Physicists have uncovered a hidden connection between a famous 350-year-old mathematical formula for pi, everyone’s favourite irrational number, and quantum mechanics. At least one mathematician has pronounced the discovery “a cunning piece of magic.”
The English mathematician John Wallis published his formula for calculating pi as the product of an infinite series of ratios in 1655. In a paper published this week in the Journal of Mathematical Physics, University of Rochester physicists announced they had discovered the same formula popping out of their calculations of a hydrogen atom’s energy levels.
Wallis isn’t well known today outside of academic circles, but he rubbed elbows with some of the the greatest names in science in his era. Initially he intended to become a doctor when he started university at the tender age of 13, but he was far more interested in mathematics, and showed a knack for cryptography in particular. It began as just a hobby, but years later, he applied his skills deciphering coded Royalist dispatches on behalf of their political rivals, the Parliamentarians. (The two parties were in the midst of a civil war at the time.) Eventually he became part of the group of scientists who founded the Royal Society of London. There, his love of maths blossomed into a bona fide academic pursuit.
Among his peculiar skills: he could perform complicated mental calculations in his head — something he did frequently, given his tendency toward insomnia. One such feat was recorded in the Society’s Philosophical Transactions in 1685: Wallis had calculated the square root of a 53-digits (27 digits in the square root) one sleepless night, and recorded it from memory the next morning.
So, yeah, the guy could do the maths. In 1656, Wallis published his most famous work, Arithmetica infinitorum, containing his classic formula for pi. (No less a luminary than Christopher Huygens remained highly skeptical until Wallis walked him through it to show his work.)
“The value of pi has taken on a mythical status, in part, because it’s impossible to write it down with 100% accuracy,” Rochester physicist Tamar Friedmann, lead author of the new paper, told Science 2.0. “It cannot even be accurately expressed as a ratio of integers and is, instead, best represented as a formula.”
Friedmann and his co-author, Carl Hagen, weren’t actually looking for anything remotely pi-related. “It just sort of fell in our laps,” Hagen said in a press release. He was just trying to teach his students a particular technique to approximate the energy states of quantum systems — in this case, the hydrogen atom.

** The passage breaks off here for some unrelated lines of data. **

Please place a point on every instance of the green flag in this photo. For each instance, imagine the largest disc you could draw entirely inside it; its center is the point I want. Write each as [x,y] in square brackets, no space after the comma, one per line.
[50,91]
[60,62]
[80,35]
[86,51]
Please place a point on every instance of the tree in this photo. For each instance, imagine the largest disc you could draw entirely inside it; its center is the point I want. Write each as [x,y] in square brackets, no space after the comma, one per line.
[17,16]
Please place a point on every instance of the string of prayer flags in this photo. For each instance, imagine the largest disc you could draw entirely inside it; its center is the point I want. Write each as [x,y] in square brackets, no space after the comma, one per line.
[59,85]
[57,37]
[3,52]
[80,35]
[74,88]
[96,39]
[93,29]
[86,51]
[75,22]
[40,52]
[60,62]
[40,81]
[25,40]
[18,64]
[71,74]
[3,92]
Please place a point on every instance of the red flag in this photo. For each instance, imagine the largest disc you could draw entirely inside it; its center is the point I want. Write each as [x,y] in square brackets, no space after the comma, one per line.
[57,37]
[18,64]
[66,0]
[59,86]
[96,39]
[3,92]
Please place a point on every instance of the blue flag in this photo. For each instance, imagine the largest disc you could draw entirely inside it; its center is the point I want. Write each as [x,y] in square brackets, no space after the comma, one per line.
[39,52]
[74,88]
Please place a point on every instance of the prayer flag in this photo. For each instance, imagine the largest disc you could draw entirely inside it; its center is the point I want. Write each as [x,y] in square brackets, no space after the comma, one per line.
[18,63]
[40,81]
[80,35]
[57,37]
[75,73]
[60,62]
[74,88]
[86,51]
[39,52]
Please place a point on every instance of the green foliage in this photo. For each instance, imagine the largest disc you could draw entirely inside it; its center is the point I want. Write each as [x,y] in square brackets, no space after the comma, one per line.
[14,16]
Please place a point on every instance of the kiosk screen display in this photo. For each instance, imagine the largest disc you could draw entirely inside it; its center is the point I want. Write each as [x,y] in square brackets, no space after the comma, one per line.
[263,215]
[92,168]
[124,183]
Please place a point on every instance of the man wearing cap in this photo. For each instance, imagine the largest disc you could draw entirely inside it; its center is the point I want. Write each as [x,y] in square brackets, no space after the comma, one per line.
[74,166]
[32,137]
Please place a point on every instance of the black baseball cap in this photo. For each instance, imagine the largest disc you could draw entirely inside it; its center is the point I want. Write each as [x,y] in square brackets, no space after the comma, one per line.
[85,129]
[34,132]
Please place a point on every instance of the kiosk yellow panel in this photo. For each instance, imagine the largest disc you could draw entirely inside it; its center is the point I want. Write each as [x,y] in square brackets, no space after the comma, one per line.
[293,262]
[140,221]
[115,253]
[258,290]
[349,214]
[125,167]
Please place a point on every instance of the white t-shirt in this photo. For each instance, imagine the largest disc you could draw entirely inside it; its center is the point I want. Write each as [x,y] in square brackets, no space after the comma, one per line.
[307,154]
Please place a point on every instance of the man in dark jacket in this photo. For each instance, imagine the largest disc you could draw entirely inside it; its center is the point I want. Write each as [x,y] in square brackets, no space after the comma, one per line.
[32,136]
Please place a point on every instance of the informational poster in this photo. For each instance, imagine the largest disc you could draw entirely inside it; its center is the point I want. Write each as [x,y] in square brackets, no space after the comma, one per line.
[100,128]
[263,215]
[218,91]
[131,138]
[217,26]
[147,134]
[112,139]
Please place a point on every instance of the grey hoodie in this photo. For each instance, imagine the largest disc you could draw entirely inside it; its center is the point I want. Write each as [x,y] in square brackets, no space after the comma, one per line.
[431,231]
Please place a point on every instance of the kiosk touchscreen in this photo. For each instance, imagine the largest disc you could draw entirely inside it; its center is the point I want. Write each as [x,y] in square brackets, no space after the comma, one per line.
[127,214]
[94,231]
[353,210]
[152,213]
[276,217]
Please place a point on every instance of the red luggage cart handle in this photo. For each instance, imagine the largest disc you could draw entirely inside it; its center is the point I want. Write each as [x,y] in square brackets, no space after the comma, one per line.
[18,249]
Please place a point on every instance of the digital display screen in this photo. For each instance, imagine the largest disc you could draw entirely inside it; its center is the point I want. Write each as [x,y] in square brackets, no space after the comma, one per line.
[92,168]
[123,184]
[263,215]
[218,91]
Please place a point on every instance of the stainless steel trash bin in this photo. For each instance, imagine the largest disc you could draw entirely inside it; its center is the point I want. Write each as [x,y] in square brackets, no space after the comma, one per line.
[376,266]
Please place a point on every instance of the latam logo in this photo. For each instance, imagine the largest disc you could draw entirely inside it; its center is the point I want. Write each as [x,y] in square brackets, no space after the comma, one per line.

But when he set about solving the problem himself, he noticed something odd about the error bars. It was around 15 per cent for a hydrogen atom’s lowest energy state (the ground state), 10 per cent for the first excited state (which occurs when the atom gets an infusion of energy that bumps the electron up to the next energy level), and then kept getting smaller with each successive higher energy level. That’s the opposite of what this particular technique is supposed to produce: the best approximations are usually at the ground state.
Intrigued, Hagen enlisted Friedmann’s help, and they found themselves going back to Niels Bohr’s model of the hydrogen atom from the earliest days of quantum mechanics, depicting the electron orbits as perfectly circular. “At the lower energy orbits, the path of the electron is fuzzy and spread out,” Hagen explained. “At more excited states, the orbits become more sharply defined and the uncertainty... decreases.”
Apparently it took a mere 24 hours for the journal to accept their paper, which must be some kind of record. “The special thing is that it brings out a beautiful connection between physics and maths,” said Friedmann. “I find it fascinating that a purely mathematical formula from the 17th century characterises a physical system that was discovered 300 years later.”
Friedmann, Tamar, and Hagen, C.R. (2015) “Quantum mechanical derivation of the Wallis formula for pi,” Journal of Mathematical Physics 56: 112101.